A secret disease: the disease of his crippled joy. All those things which had once lent him pleasure were being soiled by a slow and cancerous guilt: the image of her waiting, night after night, who had so loved to dance and be with dancing people. He heard her lost laughter in that of any girl on the street below. ‘She don’t even laugh like she used no more,’ he realized with a pang.
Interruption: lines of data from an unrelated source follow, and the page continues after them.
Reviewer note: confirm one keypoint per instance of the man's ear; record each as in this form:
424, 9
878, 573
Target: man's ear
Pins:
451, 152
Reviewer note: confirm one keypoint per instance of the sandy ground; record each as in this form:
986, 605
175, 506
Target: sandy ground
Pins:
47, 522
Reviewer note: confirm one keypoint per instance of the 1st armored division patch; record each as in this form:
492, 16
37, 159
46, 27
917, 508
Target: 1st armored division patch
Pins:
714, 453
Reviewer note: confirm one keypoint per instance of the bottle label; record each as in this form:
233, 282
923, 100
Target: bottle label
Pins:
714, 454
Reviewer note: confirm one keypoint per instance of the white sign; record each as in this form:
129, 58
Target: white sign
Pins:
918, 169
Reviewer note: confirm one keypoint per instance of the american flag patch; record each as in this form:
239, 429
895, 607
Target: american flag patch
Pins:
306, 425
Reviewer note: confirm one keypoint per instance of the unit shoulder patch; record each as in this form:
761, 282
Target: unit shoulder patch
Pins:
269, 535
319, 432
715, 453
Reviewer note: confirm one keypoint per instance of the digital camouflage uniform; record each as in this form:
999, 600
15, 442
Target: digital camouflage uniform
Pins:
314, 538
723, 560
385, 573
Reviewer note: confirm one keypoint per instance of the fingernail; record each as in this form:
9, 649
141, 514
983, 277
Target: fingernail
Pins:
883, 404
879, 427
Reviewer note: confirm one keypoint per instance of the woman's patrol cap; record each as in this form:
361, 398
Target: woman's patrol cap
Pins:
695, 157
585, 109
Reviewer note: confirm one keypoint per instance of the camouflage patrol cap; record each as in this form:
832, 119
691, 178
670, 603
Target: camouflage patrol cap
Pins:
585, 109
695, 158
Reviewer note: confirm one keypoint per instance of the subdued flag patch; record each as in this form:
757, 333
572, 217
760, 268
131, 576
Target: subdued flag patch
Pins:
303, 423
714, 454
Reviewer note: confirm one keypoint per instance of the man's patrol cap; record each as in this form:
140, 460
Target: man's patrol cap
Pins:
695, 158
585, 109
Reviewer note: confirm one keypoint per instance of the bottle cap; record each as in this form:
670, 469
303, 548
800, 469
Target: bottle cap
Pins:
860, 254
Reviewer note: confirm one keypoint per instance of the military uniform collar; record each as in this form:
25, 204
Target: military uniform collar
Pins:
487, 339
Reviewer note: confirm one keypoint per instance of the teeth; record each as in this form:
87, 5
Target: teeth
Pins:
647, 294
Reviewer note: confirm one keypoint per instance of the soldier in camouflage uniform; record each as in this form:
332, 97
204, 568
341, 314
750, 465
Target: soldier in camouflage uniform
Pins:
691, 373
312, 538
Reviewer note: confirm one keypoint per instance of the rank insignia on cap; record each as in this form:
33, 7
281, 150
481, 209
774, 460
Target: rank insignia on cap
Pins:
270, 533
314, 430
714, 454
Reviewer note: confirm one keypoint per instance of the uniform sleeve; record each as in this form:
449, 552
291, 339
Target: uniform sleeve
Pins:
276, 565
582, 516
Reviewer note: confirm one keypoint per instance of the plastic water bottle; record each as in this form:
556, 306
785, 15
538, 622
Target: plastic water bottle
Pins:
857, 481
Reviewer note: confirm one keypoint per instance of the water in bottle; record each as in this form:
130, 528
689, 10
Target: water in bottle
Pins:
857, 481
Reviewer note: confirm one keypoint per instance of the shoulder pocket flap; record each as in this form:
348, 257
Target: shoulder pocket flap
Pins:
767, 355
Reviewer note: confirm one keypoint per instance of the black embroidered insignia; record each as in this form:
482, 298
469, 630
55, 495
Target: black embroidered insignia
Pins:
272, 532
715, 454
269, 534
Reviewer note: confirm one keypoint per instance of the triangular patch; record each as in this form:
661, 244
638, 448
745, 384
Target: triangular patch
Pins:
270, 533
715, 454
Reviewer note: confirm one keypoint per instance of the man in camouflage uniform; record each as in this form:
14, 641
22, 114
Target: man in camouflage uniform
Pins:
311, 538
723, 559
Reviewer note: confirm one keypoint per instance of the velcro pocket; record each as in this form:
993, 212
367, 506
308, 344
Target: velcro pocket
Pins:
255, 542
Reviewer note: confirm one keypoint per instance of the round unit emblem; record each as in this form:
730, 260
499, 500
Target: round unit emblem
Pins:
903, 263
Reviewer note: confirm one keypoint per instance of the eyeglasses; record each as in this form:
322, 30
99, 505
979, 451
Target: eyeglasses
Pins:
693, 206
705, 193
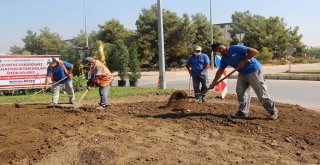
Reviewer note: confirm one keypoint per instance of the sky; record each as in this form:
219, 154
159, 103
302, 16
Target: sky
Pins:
66, 17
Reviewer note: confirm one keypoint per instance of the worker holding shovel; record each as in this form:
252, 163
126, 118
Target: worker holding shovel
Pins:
101, 76
60, 72
250, 76
198, 64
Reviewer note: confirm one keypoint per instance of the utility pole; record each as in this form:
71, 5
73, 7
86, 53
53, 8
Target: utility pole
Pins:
161, 47
211, 36
85, 25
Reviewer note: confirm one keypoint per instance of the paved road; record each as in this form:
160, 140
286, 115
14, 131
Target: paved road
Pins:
304, 93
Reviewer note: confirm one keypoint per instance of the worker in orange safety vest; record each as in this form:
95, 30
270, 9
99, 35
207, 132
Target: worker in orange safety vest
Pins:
99, 75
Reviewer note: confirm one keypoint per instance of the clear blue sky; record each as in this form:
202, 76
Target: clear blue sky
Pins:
66, 17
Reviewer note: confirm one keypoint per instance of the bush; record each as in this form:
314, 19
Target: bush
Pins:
264, 56
79, 83
279, 62
299, 60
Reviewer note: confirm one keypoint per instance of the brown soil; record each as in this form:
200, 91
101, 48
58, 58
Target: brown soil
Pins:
143, 130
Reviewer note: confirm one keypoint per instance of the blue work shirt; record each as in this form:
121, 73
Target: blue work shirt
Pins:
235, 55
198, 63
58, 72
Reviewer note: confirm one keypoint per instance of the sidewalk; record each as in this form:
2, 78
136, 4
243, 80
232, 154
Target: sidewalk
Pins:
178, 74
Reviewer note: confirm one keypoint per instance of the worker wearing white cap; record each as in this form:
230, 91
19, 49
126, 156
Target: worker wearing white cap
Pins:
198, 64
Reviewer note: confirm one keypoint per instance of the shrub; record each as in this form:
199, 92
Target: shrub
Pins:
298, 60
279, 62
79, 83
264, 56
When she sat napping, one arm resting on the wheelchair’s arm, he saw her index finger pointing its long red-tinted nail – even in sleep she accused him. And between the cards her eyes reproved him. All night long. Her face, as it once had been, returned to him like an extra queen packed into a fixed deck; with each new deal returning him, over and over and over again, to that August night when the photostated discharge in his pocket was only two months old. In a week when every tavern radio was blaring triumphantly of what a single bomb had done on the other side of the world.
They had been drinking at the Tug & Maul that night, with Owner serving something he called Antek’s A-Bomb Special, made simply by pouring triple shots instead of doubles into his glasses. It was almost time to go home and the barflies were pleading for just one more Special and just one more tune. Owner wouldn’t serve another but let the juke play one last sad bar of the final song of a world that had known neither A-bombs nor A-Bomb Specials.